Suzuki-Hashido, Nami  ,  Hayakawa, Takashi  ,  Matsui, Atsushi  ,  Go, Yasuhiro  ,  Ishimaru, Yoshiro  ,  Misaka, Takumi  ,  Abe, Keiko  ,  Hirai, Hirohisa  ,  Satta, Yoko  ,  Imai, Hiroo

10 ( 7 ) 2015-07-22 , Public Library of Science
紀伊半島におけるニホンザル苦味感覚の進化 --野菜や柑橘類の苦味をわからないサルが急速に拡散した--. 京都大学プレスリリース. 2015-07-23.

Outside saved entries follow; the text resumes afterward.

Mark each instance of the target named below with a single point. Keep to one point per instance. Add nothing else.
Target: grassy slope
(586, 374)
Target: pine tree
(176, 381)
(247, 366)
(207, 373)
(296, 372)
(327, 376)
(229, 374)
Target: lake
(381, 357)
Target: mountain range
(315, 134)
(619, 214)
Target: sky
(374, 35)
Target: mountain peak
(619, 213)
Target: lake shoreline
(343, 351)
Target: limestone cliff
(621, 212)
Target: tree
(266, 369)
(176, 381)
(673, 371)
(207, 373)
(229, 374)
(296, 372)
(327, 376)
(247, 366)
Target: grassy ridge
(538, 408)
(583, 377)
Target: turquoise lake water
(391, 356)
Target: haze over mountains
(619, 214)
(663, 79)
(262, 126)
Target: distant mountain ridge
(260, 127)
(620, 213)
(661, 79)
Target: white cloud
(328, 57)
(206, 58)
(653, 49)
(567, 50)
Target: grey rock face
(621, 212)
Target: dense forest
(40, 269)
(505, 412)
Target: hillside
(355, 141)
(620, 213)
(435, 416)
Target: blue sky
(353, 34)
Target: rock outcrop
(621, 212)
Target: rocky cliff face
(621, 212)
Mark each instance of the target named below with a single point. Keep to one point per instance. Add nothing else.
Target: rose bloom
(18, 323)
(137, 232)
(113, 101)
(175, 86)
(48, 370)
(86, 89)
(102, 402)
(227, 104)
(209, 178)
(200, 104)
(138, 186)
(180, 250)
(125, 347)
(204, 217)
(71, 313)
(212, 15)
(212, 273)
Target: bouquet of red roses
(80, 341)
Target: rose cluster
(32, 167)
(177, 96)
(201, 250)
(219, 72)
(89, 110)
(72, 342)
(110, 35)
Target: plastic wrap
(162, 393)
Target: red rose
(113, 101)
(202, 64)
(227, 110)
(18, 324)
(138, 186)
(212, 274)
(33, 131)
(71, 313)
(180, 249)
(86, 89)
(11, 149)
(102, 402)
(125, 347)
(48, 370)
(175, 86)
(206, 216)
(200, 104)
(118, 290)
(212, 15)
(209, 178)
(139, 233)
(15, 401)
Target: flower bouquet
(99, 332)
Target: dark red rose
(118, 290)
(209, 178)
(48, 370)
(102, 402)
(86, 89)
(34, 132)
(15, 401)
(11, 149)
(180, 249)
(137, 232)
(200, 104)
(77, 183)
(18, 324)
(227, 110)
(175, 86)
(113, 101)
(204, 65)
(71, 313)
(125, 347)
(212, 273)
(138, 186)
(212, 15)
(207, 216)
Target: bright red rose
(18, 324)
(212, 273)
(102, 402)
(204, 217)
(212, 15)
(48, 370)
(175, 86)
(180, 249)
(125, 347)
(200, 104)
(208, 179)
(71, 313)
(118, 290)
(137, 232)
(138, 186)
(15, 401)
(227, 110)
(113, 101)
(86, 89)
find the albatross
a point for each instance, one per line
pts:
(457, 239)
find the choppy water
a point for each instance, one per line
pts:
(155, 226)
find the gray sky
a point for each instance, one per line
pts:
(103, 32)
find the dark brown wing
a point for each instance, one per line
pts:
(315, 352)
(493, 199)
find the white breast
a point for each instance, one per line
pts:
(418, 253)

Bitter taste receptors (TAS2R proteins) allow mammals to detect and avoid ingestion of toxins in food. Thus, TAS2Rs play an important role in food choice and are subject to complex natural selection pressures. In our previous study, we examined nucleotide variation in TAS2R38, a gene expressing bitter taste receptor for phenylthiocarbamide (PTC), in 333 Japanese macaques (Macaca fuscata) from 9 local populations in Japan. We identified a PTC “non-taster” TAS2R38 allele in Japanese macaques that was caused by a loss of the start codon. This PTC non-taster allele was only found in a limited local population (the Kii area), at a frequency of 29%. In this study, we confirmed that this allele was present in only the Kii population by analyzing an additional 264 individuals from eight new populations. Using cellular and behavioral experiments, we found that this allele lost its receptor function for perceiving PTC. The nucleotide sequences of the allele including flanking regions (of about 10 kb) from 23 chromosomes were identical, suggesting that a non-taster allele arose and expanded in the Kii population during the last 13, 000 years. Genetic analyses of non-coding regions in Kii individuals and neighboring populations indicated that the high allele frequency in the Kii population could not be explained by demographic history, suggesting that positive selection resulted in a rapid increase in PTC non-tasters in the Kii population. The loss-of-function that occurred at the TAS2R38 locus presumably provided a fitness advantage to Japanese macaques in the Kii population. Because TAS2R38 ligands are often found in plants, this functional change in fitness is perhaps related to feeding habit specificity. These findings should provide valuable insights for elucidating adaptive evolutionary changes with respect to various environments in wild mammals.